The Pittsburgh Press (May 10, 1944)
Roving Reporter
By Ernie Pyle
London, England – (by wireless)
I can’t seem to make up my mind about London this trip.
Some say that they can see in people’s conduct the strain of waiting on the invasion – that tempers are short and nerves taut. Yet the English seem to me just as imperturbable as ever.
Some say the English have been at war so long they’ve forgotten about peacetime life and are resigned like sheep to the war dragging on and on. But I don’t sense any such resignation.
It is certainly true that Britain has adjusted herself to wartime life, but that doesn’t mean blind, perpetual acceptance. People have learned to get along. American aid, and years of learning how to do, have eased the meager war life of the early days. There is more food now, and it is better than it used to be. There are more people on the streets, more shopping, more Sunday strollers in the parks.
I had supposed the people would look shabbier than a year and a half ago, but to me they look neater. And the physical city itself seems less dreary than in the fall of 1942.
English as polite as ever
As for short tempers, I haven’t seen any. Maybe it’s just because I have been accustomed to the screaming outbursts at each other of the emotional Italians. But from what I’ve seen so far, the English are as kind and polite to each other as they always were.
All in all, my first impression is that England is better, all around, than it was a year and a half ago, of course spring may have something to do with it. The days are warm and the buds are out and flowers are blooming, and everything always seems kind of wonderful to me in springtime.
Every day the London papers quote all the German rumors on invasion. They print the predictions of the German radio, and pieces from neutral countries saying the invasion will have to occur between 4:39 a.m. today and 4:41 a.m. tomorrow, or else be put off for a month. They print pictures of German fortifications, and tell of the sudden regrouping and rushing around of German troops. They conjecture on the thunderous explosions heard daily on the French side of the Channel.
Since the only invasion news we have is what the Germans predict, this echo from Germany has the effect, upon me at least, of a war of nerves.

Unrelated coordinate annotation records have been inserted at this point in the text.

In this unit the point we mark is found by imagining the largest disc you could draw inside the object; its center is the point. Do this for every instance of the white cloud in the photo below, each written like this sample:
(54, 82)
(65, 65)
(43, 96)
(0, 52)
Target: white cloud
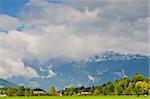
(91, 78)
(8, 22)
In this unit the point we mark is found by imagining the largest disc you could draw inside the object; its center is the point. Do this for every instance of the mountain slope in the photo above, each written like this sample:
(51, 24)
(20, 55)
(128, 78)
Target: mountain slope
(94, 70)
(6, 84)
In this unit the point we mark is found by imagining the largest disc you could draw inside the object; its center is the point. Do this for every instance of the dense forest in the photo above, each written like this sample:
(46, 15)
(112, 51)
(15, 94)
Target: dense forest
(136, 85)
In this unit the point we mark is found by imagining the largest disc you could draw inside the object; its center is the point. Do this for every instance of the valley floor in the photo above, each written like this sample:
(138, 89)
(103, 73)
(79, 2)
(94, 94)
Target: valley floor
(79, 97)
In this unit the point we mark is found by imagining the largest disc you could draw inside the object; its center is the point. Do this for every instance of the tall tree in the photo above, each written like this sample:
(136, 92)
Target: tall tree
(52, 91)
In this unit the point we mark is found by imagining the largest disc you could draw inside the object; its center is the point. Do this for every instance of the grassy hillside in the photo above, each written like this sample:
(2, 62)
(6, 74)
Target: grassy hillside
(80, 97)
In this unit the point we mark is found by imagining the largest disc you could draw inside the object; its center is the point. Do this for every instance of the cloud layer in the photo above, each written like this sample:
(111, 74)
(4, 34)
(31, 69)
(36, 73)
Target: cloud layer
(73, 29)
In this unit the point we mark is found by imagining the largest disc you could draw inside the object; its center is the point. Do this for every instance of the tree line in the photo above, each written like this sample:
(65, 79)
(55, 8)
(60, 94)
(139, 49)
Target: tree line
(136, 85)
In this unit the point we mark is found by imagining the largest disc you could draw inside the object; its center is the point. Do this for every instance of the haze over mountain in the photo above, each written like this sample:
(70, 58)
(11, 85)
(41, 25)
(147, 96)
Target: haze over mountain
(6, 84)
(95, 70)
(73, 42)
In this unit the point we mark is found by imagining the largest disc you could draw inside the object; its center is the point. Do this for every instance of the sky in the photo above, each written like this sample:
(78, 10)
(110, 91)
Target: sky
(70, 29)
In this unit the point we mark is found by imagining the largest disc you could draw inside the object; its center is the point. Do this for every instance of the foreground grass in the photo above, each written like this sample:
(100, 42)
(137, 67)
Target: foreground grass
(79, 97)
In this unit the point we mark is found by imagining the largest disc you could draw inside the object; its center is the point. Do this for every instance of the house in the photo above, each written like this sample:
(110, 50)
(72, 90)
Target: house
(39, 92)
(2, 95)
(84, 92)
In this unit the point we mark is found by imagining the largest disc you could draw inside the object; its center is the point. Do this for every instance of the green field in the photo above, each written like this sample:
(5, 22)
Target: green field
(80, 97)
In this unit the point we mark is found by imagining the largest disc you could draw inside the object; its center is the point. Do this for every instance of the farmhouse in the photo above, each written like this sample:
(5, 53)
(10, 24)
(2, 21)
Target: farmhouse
(39, 92)
(84, 92)
(2, 94)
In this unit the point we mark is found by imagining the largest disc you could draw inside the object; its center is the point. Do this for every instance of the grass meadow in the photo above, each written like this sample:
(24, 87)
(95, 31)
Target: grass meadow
(79, 97)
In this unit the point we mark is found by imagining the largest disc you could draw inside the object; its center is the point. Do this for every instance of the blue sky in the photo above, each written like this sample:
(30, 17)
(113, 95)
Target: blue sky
(43, 30)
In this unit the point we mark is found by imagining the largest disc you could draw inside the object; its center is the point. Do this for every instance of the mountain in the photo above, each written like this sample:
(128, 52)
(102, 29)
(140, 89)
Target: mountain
(94, 70)
(6, 84)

London is crawling with Americans, both Army and civilian. All headquarters cities are alike in their overcrowding, their exaggerated discipline, and what appears to be military overstaffing.

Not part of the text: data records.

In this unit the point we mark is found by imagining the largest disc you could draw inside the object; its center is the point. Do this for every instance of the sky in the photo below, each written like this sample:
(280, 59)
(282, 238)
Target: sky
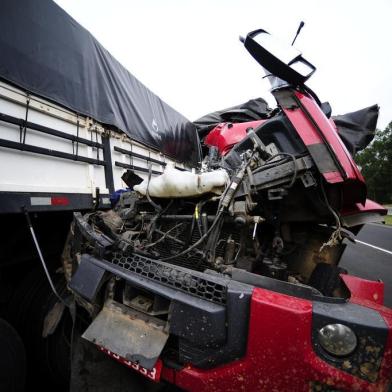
(188, 52)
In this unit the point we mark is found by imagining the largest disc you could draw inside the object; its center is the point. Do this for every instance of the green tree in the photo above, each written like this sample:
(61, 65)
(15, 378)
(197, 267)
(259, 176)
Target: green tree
(375, 162)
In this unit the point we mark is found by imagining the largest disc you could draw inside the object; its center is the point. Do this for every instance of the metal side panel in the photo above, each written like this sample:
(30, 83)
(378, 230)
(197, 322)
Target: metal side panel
(128, 333)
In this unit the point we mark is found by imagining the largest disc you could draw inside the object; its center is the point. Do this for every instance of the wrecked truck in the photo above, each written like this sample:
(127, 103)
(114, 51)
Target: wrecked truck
(216, 267)
(227, 277)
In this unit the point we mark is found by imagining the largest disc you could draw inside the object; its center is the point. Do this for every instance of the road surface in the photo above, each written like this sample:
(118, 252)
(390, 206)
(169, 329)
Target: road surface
(371, 256)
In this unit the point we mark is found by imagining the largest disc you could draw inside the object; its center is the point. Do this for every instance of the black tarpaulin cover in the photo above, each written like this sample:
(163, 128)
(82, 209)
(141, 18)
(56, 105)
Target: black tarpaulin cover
(357, 129)
(46, 52)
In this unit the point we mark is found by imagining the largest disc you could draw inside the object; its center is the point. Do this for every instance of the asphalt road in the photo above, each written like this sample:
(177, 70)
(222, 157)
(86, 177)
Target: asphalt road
(369, 257)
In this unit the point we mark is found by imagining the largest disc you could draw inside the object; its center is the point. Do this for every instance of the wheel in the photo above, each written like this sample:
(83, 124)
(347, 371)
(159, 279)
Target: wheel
(12, 359)
(48, 359)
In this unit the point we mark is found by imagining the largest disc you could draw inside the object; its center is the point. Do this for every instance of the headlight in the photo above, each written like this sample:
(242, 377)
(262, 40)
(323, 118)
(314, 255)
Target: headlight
(337, 339)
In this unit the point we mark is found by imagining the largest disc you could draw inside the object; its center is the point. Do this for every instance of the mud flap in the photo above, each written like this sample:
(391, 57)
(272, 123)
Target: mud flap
(128, 333)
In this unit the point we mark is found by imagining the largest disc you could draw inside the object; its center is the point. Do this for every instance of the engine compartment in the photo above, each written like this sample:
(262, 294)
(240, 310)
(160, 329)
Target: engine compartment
(271, 216)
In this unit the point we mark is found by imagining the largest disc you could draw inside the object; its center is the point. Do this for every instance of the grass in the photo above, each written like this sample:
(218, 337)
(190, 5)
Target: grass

Some say London is as bad as Washington. Some say it is worse. I do know that the section where American offices are most highly concentrated is a funny sight at lunchtime or in late afternoon. American uniforms pour out of the buildings in floods. On some streets an Englishman stands out as incongruously as he would in North Platte, Nebraska. Desk officers and fliers and WACs and nurses abound.

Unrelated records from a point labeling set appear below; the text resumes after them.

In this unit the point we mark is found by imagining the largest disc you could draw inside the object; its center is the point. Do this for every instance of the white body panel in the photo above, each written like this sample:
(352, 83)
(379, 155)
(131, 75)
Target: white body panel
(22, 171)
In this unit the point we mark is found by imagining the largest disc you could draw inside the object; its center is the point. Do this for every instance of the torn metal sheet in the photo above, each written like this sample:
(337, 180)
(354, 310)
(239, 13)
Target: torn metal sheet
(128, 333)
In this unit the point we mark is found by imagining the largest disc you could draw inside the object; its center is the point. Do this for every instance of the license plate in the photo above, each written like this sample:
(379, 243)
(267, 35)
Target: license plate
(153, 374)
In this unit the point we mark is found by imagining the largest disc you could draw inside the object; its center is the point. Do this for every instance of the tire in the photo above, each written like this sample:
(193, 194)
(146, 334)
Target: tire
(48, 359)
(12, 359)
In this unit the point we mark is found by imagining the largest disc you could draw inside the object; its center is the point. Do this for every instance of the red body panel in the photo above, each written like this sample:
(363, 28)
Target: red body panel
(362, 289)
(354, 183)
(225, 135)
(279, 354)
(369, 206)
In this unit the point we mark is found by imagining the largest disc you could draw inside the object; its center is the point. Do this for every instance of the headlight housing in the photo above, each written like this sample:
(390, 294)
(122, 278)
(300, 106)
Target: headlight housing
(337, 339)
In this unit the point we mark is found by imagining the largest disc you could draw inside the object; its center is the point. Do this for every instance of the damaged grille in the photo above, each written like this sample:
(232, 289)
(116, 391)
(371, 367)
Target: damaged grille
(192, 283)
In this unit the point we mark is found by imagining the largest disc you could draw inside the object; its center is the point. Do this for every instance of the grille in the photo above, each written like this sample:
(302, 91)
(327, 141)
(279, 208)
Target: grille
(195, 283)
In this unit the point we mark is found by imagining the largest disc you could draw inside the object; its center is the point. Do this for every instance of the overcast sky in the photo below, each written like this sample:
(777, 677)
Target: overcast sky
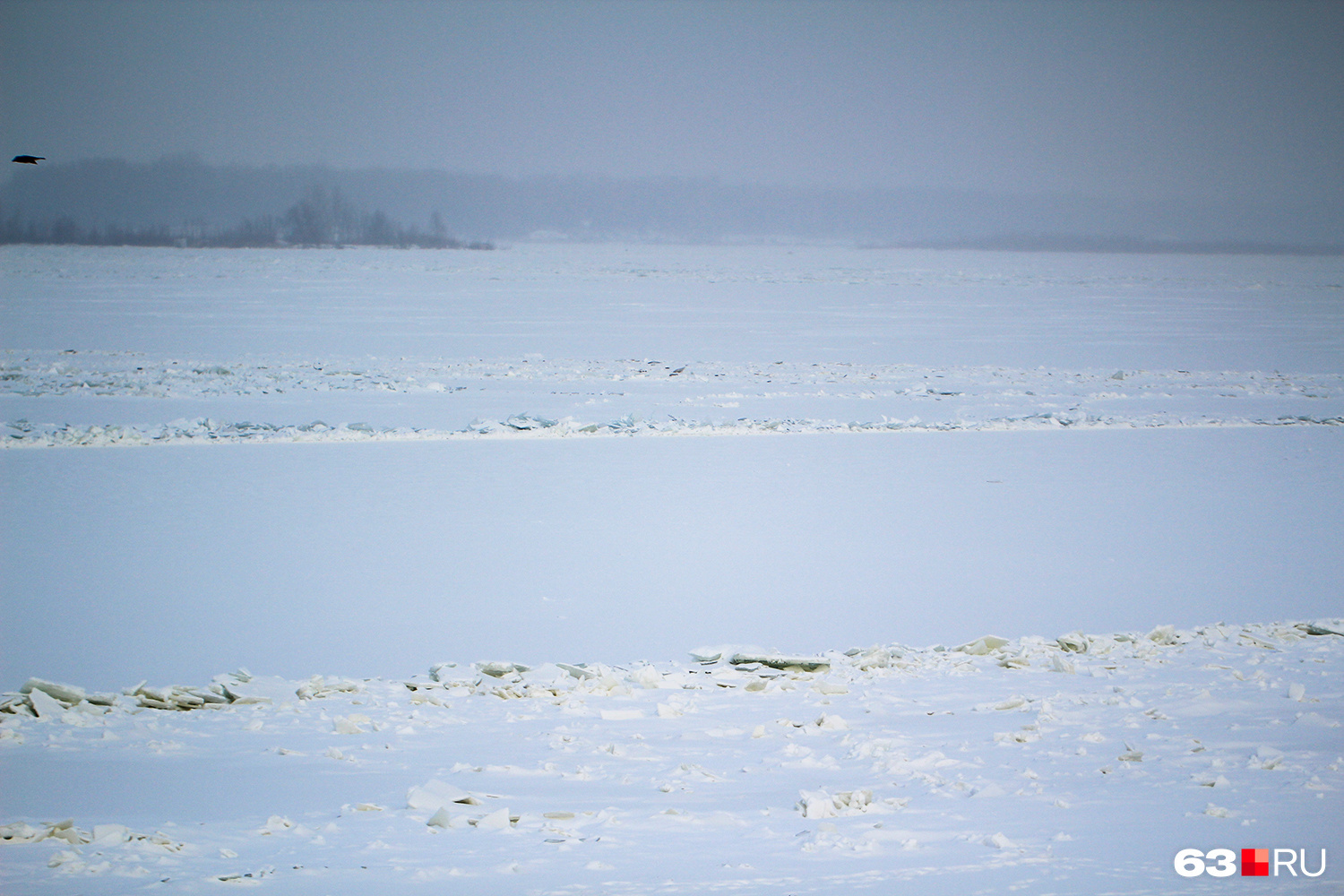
(1147, 99)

Two things that amuse the British are the “pink” trousers our officers wear and our perpetual saluting.
The American Army is very strict about saluting here. Everybody has to salute. Second lieutenants salute other second lieutenants. Arms flail up and down by the thousands as though everybody was crazy. People jab each other in the eyes saluting.
Sidewalk traffic one way
On one short street much traveled by Americans they have had to make sidewalk traffic one-way, presumably to prevent saluting casualties.
A friend of mine, a captain recently arrived from Africa, was stopped the other day by another captain just over from America who bawled the living daylights out of him for not returning his salute. My captain friend said he couldn’t because his right arm had become muscle-bound from waving it too much.
They’re strict about dress here too. You have to wear your dress blouse and either pinks or dark-green dress trousers. Everybody looks just so-so and exactly like everybody else.
I thought I looked very pretty when I got here, for all my clothes were clean for the first time in months. But I hadn’t reckoned with the headquarters atmosphere. I have never been stared at so much in my life as during my first three days here.
For I had on a British battle jacket, OD pants, and infantry boots. They never had seen anybody dressed like that before. Nobody knew what his strange apparition was, but they all played safe and saluted it anyhow – and then turned and stared belligerently at it. I think sheer awe is all that kept the MPs from picking me up.
Finally, after three days, I dug up a trunk I had left here a year and a half ago and got out my old brown civilian suit and gray hat, and now I’m all right. People just think I’m a bedraggled bank clerk, and it’s much better.